Biography Borg vs. McEnroe

Film Review: 'Borg vs. McEnroe' Captures the Essence of All Great Sports Rivalries

April 13, 2018Ferdosa Abdi

Borg vs. McEnroe is a compelling and gripping drama about one of the tensest rivalries in tennis history. The film focuses on the 1980 Wimbledon Championships, where Swedish tennis champ Björn Borg is going for his fifth consecutive win, and American John McEnroe emerges as his biggest rival. The two are drastically different people, and can only be defined as ice and fire. Borg is cool, level-headed, introverted and serious. McEnroe, simply put, is not.

The movie and its characters are very reminiscent of a recent sports drama about an epic race car rivalry, Ron Howard's Rush, which followed Formula One drivers James Hunt and Niki Lauda, as they compete in the 1976 Formula One motor-racing season. The two films provide an interesting double feature, as it reveals that no matter the sport, there are certain types of people who will make for an entertaining rivalry.

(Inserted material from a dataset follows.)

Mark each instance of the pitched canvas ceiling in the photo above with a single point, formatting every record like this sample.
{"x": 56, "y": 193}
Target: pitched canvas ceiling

Rivalries like this occur when two opposing ideologies and personalities clash. Discipline vs. Chaos. Control vs. Recklessness. Wisdom vs. Imprudence. These are the tenets of every great rivalry. Yet, what Borg and Lauda both fail to realize is that there is method to their opponents' chaos, and what is always true is that our enemies are sometimes a reflection of who we truly are. What we think is unlike us, may be closer to us than we think.

Borg vs. McEnroe lacks the energy that could be found in Rush, but that is only natural for the sport being depicted. It is not the flashiest sport, but it is one that requires immense focus and concentration. It isn't a sport with high stakes like race car driving. Here we see that tennis is a whole body sport that is quite taxing on one's mind. Our rivals have very different approaches to tennis, but they both clearly feel a similar deep connection to the sport. They are more alike than the media gives them credit for.

A moment that encapsulates this is when McEnroe is speaking with a friend who relays to him Borg's meticulous routine, and describes Borg as not an iceberg but a volcano, keeping it all in, but ready to explode. It is in this moment — and with the aid of some flashbacks — that we see that Borg and McEnroe are two sides of the same coin. Sverrir Gudnason is superb as the seemingly ice-cold Swede. With very little he is able he convey so much of his character's struggles to maintain control of himself. Shia LaBeouf is a formidable rival for Gudnason, as he too puts in a nuanced performance for such a volatile character.

Although the characters are well-crafted and their differences and similarities are well-defined, the film has a languid pace that makes the whole experience feel rather tedious. Borg vs. McEnroe is slow, deliberate and tense, but for a sports drama that promises a heated rivalry it needs to pick up the pace. Other than the pacing, this is a finely crafted movie that seamlessly builds tension and excitement. It is a fascinating character study about the intense focus and dedication needed to be a great athlete, for no matter the sport the amount of sacrifices and effort needed to be great is the same.

Rivalries like Borg and McEnroe's, or Lauda and Hunt's, allow us to get a glimpse of the people behind the titles and medals. In this sense, Borg vs. McEnroe adds another layer to understanding what it takes to be great — to be a legend.

Borg vs. McEnroe releases April 13th, 2018 from Mongrel Media. The film has an MPAA rating of R for language throughout, and some nudity. Its runtime is 1 hr. 47 min.